Steps to developing a usable algorithm

1. Model the problem.
2. Find an algorithm to solve it.
3. Fast enough? Fits in memory?
4. If not, figure out why.
5. Find a way to address the problem.
6. Iterate until satisfied.

The scientific method.

Mathematical analysis.

Q1: So, How to solve the Kruskal’s minimum spanning tree with union-find ?

Q2: Social network connectivity. Given a social network containing n members and a log file containing m timestamps at which times pairs of members formed friendships, design an algorithm to determine the earliest time at which all members are connected (i.e., every member is a friend of a friend of a friend … of a friend). Assume that the log file is sorted by timestamp and that friendship is an equivalence relation. The running time of your algorithm should be m*log n or better and use extra space proportional to n.

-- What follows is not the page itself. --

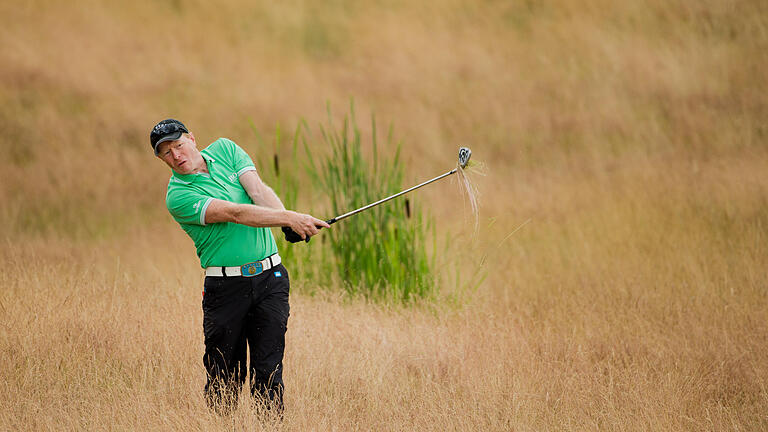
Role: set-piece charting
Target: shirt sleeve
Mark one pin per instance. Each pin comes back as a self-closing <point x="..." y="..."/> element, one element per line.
<point x="240" y="160"/>
<point x="188" y="206"/>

Q3: Search in a bitonic array. An array is bitonic if it is comprised of an increasing sequence of integers followed immediately by a decreasing sequence of integers. Write a program that, given a bitonic array of n distinct integer values, determines whether a given integer is in the array.

• Standard version: Use ∼3lgn compares in the worst case.
• Signing bonus: Use ∼2lgn compares in the worst case (and prove that no algorithm can guarantee to perform fewer than ∼2lgn compares in the worst case).